Canadian writer (1906–1964)

Hyman (Hye) Bossin (1906–1964) was a Canadian journalist, editor and author, most noted as editor of the Canadian film magazine Canadian Film Weekly from 1941 until his death in 1964.

The son of Jewish immigrants, Bossin was born and raised in Toronto. After having had a number of short stories and non-fiction articles published in Canadian media in early adulthood, he briefly moved to Hollywood with the goal of becoming a screenwriter, but soon returned to Toronto and began writing a weekly column and film reviews for the Toronto Star. In 1939 he published A Saint in Street Clothes, a biography of Toronto newspaper salesman Willie Frankel, who was an early labour organizer for newspaper sales workers and a leader in the city's Jewish community in the early 20th century.

In 1941, Bossin and Nat Taylor took over the struggling Canadian film trade publication The Exhibitor, renaming it to Canadian Film Weekly and successfully reviving it as an important outlet for Canadian film industry news. His weekly column in the magazine was titled "On the Square", named for the magazine's offices near Toronto's Yonge-Dundas Square (now Sankofa Square). One of his most famous columns for the magazine poked fun at the common practice of defining actors in terms of their similarities to or differences from other actors, attracting so much feedback that he revisited the theme of "X is the one who isn't Y" in several further columns until he tired of it.

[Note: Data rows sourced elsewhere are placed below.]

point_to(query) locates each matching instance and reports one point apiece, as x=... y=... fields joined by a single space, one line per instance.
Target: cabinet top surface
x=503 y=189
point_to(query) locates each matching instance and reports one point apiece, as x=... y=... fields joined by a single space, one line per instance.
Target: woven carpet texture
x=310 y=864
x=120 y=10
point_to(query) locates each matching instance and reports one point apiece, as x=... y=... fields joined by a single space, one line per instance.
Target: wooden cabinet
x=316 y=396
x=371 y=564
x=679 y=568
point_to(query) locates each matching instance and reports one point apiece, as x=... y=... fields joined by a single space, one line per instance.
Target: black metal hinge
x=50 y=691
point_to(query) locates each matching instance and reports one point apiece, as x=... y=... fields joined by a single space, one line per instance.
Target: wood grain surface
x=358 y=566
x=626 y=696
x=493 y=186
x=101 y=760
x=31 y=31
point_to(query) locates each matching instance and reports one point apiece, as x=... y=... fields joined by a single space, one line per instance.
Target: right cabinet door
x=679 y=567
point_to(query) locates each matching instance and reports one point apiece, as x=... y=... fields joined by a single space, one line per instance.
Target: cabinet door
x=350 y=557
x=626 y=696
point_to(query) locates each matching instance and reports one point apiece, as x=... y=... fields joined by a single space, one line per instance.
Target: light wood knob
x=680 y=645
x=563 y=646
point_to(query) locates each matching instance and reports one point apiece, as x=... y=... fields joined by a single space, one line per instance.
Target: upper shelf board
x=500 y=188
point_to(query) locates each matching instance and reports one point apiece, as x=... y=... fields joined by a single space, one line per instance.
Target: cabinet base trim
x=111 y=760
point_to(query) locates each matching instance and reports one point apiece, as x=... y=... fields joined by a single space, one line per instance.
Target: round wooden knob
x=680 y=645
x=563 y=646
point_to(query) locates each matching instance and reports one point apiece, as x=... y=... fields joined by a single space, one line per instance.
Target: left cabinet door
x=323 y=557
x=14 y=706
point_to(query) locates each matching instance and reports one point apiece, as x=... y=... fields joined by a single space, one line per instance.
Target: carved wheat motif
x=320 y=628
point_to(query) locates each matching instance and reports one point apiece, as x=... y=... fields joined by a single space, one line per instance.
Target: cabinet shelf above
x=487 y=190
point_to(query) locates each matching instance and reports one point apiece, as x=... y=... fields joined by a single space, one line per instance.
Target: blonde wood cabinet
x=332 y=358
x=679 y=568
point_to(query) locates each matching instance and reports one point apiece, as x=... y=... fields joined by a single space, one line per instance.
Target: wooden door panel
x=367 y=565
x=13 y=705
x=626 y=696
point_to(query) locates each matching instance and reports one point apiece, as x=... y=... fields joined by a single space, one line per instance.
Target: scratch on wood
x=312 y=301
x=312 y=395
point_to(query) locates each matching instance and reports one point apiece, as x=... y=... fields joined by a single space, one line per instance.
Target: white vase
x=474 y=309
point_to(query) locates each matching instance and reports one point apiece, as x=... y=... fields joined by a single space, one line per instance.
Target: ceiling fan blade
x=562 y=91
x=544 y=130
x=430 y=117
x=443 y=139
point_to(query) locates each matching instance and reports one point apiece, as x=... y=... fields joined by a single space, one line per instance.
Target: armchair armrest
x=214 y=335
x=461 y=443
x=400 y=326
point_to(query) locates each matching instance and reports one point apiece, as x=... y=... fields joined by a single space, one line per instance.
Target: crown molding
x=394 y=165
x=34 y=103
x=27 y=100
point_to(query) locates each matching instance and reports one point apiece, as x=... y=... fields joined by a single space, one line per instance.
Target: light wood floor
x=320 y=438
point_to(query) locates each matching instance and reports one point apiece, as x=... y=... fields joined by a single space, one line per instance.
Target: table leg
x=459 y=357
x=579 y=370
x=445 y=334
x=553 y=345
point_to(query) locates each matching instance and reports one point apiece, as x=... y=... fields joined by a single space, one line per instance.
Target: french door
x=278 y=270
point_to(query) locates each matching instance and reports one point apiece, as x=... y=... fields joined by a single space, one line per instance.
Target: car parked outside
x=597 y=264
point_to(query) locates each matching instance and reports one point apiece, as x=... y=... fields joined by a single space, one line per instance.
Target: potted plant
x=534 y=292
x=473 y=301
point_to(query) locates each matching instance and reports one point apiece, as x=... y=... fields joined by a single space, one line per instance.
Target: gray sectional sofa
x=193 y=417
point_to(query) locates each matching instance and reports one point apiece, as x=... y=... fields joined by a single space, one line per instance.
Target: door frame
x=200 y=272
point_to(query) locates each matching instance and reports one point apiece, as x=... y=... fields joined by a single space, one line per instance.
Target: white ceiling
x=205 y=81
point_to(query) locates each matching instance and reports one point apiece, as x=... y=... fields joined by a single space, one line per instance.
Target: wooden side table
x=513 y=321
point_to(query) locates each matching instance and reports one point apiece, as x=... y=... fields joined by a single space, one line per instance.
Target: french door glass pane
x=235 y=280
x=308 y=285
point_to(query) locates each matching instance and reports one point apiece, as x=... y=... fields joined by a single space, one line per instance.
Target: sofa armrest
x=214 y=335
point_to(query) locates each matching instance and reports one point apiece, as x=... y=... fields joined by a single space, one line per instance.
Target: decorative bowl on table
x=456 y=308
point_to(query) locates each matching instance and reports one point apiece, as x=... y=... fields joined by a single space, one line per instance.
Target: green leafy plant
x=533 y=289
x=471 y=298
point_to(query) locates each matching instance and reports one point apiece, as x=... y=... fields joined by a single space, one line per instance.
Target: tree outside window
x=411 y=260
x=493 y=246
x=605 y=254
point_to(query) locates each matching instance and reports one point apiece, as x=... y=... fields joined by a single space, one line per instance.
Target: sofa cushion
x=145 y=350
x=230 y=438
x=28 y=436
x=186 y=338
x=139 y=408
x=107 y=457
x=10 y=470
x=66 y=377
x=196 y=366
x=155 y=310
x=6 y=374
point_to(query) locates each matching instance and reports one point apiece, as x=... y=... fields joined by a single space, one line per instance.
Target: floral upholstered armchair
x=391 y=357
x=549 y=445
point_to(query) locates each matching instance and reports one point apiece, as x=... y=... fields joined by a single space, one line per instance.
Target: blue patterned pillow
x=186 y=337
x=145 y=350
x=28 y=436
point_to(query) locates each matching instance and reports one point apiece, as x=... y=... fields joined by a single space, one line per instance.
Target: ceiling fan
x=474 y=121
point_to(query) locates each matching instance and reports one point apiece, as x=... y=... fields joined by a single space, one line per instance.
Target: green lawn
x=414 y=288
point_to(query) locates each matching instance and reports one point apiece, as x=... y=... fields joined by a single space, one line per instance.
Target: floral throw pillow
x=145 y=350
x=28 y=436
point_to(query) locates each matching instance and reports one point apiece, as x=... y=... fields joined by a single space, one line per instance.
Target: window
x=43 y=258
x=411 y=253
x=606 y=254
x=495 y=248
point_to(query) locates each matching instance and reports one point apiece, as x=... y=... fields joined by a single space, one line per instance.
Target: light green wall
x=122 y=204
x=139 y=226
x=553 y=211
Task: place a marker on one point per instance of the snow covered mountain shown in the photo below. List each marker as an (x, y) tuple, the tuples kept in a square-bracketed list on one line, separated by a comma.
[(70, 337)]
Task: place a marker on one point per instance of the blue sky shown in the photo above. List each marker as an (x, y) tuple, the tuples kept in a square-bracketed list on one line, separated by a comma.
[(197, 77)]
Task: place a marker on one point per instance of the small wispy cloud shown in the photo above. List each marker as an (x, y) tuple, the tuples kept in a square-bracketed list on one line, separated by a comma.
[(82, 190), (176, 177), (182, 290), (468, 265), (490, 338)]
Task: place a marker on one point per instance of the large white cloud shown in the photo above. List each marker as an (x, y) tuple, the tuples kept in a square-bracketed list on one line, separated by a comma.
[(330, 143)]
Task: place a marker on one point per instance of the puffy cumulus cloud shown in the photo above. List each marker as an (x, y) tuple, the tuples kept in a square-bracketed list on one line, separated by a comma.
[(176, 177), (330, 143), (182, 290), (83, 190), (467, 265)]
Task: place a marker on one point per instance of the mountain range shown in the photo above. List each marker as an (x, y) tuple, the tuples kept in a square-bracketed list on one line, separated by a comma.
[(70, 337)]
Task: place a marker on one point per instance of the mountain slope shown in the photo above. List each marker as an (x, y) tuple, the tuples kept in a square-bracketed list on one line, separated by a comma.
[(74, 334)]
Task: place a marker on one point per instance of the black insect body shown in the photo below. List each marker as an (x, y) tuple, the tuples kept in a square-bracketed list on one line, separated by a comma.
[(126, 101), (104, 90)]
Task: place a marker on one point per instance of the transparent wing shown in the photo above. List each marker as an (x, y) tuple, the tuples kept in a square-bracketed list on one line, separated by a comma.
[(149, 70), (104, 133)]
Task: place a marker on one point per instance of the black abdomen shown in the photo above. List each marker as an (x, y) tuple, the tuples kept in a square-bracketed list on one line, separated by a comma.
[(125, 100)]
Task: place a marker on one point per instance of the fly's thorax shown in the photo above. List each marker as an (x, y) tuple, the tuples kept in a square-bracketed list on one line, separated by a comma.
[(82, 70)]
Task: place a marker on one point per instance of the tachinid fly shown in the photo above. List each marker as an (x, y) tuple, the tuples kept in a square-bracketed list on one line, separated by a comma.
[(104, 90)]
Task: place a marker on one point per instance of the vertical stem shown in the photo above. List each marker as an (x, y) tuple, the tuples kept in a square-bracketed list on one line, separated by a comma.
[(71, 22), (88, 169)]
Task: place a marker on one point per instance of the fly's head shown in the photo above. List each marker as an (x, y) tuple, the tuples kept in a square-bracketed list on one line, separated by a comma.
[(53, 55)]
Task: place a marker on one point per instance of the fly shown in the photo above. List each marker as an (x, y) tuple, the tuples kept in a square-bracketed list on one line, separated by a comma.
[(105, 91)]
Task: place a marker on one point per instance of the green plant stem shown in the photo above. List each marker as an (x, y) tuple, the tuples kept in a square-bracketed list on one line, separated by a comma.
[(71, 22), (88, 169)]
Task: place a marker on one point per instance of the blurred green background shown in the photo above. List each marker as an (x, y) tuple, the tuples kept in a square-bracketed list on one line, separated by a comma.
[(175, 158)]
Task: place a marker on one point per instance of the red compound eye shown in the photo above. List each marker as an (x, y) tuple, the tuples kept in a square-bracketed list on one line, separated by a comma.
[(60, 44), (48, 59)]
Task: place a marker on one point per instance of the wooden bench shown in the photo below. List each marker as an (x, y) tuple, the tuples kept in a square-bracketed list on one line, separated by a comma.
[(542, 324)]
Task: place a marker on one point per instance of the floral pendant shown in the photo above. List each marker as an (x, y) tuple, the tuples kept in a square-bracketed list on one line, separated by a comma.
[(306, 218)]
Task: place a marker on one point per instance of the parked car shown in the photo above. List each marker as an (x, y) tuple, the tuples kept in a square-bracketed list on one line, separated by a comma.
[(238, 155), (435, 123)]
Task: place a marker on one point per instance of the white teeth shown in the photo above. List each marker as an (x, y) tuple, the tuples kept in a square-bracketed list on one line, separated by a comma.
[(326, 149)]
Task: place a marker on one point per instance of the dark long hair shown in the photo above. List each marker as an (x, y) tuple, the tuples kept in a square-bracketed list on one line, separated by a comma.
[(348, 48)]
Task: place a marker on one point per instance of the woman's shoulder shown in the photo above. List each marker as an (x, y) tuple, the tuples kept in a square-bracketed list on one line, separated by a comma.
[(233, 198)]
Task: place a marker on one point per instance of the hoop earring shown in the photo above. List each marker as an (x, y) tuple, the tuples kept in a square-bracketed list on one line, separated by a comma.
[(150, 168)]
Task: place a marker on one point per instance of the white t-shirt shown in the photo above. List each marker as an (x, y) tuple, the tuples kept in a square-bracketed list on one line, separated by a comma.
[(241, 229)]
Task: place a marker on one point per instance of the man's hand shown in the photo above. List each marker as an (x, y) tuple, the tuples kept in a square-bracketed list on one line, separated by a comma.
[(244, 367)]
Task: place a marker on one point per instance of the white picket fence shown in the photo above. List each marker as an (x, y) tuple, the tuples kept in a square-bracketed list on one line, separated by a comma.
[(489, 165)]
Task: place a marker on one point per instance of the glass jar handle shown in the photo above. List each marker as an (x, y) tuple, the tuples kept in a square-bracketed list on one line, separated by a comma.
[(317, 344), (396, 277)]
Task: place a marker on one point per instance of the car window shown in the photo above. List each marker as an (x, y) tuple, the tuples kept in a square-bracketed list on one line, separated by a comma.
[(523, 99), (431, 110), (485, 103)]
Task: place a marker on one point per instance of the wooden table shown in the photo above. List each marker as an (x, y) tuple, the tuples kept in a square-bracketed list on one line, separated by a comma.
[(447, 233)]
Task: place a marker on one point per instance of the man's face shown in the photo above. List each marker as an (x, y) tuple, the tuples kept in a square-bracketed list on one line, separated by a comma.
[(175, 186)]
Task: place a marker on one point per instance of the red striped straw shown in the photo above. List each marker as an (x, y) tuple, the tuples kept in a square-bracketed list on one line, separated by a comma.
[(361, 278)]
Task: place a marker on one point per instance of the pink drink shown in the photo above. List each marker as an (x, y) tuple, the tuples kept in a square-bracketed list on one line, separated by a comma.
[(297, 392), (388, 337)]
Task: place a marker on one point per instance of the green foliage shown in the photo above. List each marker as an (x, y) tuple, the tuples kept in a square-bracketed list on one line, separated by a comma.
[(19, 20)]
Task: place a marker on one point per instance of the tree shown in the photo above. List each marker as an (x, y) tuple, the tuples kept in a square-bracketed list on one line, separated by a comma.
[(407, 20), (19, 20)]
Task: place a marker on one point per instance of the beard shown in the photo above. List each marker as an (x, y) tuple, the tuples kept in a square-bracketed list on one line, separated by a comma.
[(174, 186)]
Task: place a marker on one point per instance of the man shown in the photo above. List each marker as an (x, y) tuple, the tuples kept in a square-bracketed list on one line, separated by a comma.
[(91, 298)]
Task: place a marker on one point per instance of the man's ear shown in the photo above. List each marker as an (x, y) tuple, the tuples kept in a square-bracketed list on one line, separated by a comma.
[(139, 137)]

He also authored two books of historical analysis of Abraham Lincoln's diplomatic relationships with Canada and the United Kingdom, In the Spirit of Abraham Lincoln in 1954 and Mr. Lincoln's Forgotten Friend in 1956, as well as Stars of David, a history of Jewish contributions to live theatre in Toronto.

He was a recipient of a special Canadian Film Award, for "his valuable contribution over the years in the field of motion pictures in Canada, and particularly his promotion of Canadian film archives", at the 7th Canadian Film Awards in 1955.